An interesting take on the De Broglie wavelength. This is adapted from Ch1 Sect 5 of Quantum Mechanics of Particles and Fields by Arthur March, available from Dover Publications.

Consider a particle as an object of great or even infinite length along the x axis. Coordinates for this particles frame are x’,y’,z’,t’. Assume it oscillates say in the y direction with period tau’. Assume it is now moving in the x direction with respect to a set of coordinates K ( x,y,z, t) at velocity v. For simplicity we set t=0 when t’=0 at x=x’=0. Because the times in the particle frame and K differ, different positions, x, will see different phases of the oscillation. In particular let’s find a position, x*, in K where at time t=0 the phase is the same at x =0. This means that the time in the particle frame at this location must be tau’, i.e. a full period, ahead or behind t’=0. Let’s assume a period head i.e. t’ at x=x* and t=0 =tau’

Using the Lorentz transformation we have

t=0=gamma(tau’+vx’/c^2).                             [gamma =1/sqrt(1-v^2/c^2) ].
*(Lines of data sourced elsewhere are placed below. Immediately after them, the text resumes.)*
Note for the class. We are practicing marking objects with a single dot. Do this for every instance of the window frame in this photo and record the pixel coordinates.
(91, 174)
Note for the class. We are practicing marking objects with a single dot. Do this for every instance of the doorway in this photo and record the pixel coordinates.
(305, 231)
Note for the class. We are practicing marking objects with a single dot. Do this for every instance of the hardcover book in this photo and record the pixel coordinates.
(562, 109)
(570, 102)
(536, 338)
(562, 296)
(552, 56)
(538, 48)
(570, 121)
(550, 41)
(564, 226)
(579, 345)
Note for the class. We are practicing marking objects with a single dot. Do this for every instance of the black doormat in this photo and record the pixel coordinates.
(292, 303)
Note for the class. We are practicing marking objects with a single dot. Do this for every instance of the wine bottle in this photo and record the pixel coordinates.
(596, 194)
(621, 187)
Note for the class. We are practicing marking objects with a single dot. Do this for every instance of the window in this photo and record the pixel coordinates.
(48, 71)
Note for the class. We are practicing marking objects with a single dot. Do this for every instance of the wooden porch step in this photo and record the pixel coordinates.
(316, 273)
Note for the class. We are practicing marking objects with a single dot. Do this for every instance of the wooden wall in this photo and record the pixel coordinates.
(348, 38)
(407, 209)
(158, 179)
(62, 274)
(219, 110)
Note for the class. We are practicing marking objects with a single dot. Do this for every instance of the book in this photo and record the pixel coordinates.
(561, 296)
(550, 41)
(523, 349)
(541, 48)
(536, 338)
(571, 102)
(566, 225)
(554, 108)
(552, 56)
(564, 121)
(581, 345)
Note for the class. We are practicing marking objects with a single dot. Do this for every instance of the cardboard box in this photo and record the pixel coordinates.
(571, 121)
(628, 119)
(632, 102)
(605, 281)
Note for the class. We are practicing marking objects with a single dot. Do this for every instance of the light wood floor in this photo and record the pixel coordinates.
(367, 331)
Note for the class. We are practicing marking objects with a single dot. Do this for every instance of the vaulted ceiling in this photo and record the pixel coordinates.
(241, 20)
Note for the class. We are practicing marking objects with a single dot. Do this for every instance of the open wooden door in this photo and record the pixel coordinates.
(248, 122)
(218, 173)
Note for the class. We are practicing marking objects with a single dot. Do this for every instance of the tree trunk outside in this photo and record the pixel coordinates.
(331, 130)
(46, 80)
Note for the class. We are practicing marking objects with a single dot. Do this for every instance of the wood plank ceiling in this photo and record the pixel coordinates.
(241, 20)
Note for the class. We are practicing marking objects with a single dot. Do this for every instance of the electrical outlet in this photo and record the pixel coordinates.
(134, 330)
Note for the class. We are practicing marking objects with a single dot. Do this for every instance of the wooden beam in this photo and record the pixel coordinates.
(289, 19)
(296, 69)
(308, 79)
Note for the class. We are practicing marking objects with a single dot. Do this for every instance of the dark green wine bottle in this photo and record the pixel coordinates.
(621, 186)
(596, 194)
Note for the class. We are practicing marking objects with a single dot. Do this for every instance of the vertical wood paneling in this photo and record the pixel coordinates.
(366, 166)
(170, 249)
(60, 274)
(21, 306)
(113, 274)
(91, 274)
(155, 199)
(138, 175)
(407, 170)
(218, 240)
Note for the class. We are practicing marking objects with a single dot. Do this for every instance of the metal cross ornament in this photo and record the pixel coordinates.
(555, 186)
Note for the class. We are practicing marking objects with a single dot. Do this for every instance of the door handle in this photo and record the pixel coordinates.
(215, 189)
This means that x’ corresponding to t=o and x=x*

is given by vx’/c^2 = -tau’  or x’ = -tau’ c^2/v.

From this we can, using the Lorentz transformation for x,  find x*

x* = gamma (x’+vt’) = gamma (-c^2tau’/v +v tau’)
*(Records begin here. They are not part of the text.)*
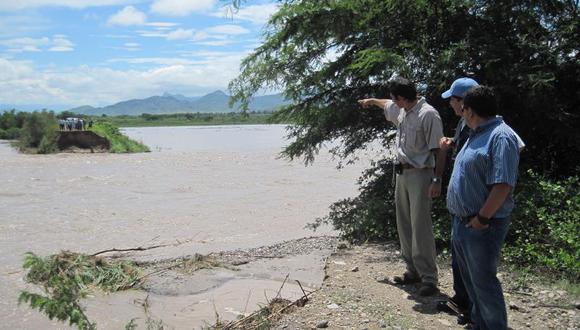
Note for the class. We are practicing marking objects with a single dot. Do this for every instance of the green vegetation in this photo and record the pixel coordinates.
(119, 142)
(67, 277)
(36, 131)
(189, 119)
(324, 55)
(39, 133)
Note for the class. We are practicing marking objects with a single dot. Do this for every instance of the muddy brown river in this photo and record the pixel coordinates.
(200, 190)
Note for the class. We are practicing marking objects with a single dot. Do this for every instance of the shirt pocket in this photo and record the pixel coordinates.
(415, 138)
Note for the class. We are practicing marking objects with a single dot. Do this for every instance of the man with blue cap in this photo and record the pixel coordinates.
(459, 303)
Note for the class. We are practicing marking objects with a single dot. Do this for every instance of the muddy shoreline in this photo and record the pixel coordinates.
(193, 201)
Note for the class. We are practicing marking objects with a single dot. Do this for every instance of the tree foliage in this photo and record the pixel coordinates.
(326, 54)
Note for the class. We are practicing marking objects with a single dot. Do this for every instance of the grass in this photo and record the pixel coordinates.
(119, 142)
(67, 277)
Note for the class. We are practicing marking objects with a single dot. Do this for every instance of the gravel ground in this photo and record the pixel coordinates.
(352, 298)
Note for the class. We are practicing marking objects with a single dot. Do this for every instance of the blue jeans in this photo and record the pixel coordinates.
(478, 254)
(461, 298)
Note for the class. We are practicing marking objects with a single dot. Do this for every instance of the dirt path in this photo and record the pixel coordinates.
(352, 298)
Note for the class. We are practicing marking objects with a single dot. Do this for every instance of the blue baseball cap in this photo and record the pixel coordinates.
(459, 88)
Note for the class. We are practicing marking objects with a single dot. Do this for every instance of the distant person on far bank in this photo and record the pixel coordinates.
(480, 198)
(419, 130)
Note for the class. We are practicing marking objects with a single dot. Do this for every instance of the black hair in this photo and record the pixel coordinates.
(482, 101)
(400, 86)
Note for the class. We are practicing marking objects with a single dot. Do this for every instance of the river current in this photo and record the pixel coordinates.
(208, 188)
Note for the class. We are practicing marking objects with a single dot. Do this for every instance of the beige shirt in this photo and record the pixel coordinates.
(418, 132)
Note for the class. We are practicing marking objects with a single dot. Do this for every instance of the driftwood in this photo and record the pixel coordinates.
(239, 324)
(140, 248)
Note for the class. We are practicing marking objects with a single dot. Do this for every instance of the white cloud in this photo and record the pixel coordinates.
(227, 29)
(61, 44)
(128, 16)
(22, 83)
(257, 14)
(162, 24)
(6, 5)
(181, 7)
(153, 60)
(180, 34)
(58, 43)
(216, 43)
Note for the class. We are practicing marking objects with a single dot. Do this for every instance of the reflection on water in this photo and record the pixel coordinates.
(211, 138)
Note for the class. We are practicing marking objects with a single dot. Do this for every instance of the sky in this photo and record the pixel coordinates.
(67, 53)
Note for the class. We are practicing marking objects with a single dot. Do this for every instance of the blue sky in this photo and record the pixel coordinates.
(62, 53)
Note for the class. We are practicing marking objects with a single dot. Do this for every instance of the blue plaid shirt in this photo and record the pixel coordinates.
(490, 156)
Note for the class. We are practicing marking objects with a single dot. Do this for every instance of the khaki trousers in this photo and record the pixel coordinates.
(414, 223)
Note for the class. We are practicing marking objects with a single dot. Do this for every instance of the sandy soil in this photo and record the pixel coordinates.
(352, 298)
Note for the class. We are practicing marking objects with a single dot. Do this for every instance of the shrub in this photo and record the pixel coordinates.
(39, 131)
(67, 277)
(543, 233)
(119, 142)
(545, 225)
(11, 133)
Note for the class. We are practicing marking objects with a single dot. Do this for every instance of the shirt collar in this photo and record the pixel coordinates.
(488, 125)
(417, 106)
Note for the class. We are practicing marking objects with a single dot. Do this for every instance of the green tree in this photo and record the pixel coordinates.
(39, 130)
(324, 55)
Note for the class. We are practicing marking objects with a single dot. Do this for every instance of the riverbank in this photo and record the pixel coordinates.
(211, 190)
(189, 119)
(354, 295)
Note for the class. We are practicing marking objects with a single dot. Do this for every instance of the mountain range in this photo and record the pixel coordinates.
(174, 103)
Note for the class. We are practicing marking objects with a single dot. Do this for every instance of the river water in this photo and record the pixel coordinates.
(206, 189)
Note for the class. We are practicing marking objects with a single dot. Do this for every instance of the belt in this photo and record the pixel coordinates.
(464, 219)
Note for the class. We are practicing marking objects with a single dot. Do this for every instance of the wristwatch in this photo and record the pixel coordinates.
(483, 220)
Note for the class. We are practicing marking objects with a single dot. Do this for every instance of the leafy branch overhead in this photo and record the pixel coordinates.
(324, 55)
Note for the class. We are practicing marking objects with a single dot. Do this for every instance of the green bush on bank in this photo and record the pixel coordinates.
(543, 233)
(545, 225)
(119, 142)
(39, 132)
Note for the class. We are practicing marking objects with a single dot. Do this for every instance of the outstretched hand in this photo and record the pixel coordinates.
(445, 143)
(365, 103)
(435, 189)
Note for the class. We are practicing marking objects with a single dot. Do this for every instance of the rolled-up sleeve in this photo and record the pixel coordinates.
(505, 158)
(433, 128)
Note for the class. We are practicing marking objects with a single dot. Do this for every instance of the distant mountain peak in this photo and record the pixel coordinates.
(217, 93)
=gamma v tau’(-c^2/v^2 +1)  = gamma v tau’   v (1-c^2/v^2)

taking a factor of c^2/v^2 out of the parentheses we have

= gamma tau’  c^2/v(v^2/c^2- 1)     note that the term in () is   –1/gamma^2

we have x* = (- c^2/v) tau’/gamma.

Since the phase at x* is the same as at x=0 the distance between the two can be viewed as an apparent wavelength, lambda.  So lambda apparent = (c^2/v)  tau’/gamma. Since frequency nu = 1/tau we have  lambda= (c^2/v) /nu or

lambda nu = (c^2/v)  so that (c^2/v)  can be thought of as the phase velocity.

Since E = gamma mc^2 = h nu

and  momentum, p = gamma mv= mc^2  (v/c^2) =  h nu (v/c^2)
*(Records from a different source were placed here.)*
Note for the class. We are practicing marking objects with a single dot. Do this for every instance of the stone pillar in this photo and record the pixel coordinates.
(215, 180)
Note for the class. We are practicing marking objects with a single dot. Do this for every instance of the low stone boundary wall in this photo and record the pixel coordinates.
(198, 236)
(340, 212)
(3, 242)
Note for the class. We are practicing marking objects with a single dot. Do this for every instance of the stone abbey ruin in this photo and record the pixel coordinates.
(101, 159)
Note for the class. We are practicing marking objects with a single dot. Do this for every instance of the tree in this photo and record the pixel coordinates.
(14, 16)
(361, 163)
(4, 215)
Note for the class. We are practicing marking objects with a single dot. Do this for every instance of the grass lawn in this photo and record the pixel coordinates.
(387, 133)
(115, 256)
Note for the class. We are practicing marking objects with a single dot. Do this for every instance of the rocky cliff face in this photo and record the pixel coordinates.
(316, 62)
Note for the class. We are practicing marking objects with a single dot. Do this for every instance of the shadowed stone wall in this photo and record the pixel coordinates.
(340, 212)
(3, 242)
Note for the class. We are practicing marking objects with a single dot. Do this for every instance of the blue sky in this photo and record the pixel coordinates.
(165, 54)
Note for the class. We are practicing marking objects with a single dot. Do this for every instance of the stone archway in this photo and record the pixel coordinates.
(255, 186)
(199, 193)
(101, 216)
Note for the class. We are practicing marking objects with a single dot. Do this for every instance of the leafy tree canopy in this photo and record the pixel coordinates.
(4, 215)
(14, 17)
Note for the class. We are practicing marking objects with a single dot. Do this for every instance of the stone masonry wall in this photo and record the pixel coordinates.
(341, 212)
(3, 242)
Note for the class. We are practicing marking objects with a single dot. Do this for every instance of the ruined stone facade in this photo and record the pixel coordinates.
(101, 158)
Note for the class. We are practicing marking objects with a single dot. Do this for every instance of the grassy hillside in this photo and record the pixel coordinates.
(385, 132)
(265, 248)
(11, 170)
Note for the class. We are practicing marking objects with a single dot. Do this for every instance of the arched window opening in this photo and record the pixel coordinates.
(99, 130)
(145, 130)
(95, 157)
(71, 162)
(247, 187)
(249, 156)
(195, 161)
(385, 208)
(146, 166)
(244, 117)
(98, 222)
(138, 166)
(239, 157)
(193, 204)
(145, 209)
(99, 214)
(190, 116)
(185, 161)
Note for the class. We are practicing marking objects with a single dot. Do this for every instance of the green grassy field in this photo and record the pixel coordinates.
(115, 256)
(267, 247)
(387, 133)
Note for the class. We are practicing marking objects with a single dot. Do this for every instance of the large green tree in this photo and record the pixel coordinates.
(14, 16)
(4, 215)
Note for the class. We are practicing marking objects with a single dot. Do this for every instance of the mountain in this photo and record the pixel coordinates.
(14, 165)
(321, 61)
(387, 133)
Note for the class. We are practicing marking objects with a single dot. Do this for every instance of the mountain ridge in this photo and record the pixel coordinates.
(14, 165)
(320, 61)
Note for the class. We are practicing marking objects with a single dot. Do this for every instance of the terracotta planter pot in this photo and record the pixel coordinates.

p = h nu / (c^2 /v)= h nu/ lambda nu = h/ lambda or p = h/ lambda,  the De Broglie relation.

Thus when a particle exhibits wave nature it is because the particle is intrinsically oscillating in some sense,   which determines tau’, and it has motion relative to an observer the velocity of which determines, with tau’, the observed wavelength. Note that this also makes the De Broglie wavelength something of an artifact of special relativity, i.e. the fact that the clocks in the two frames are not synchronized.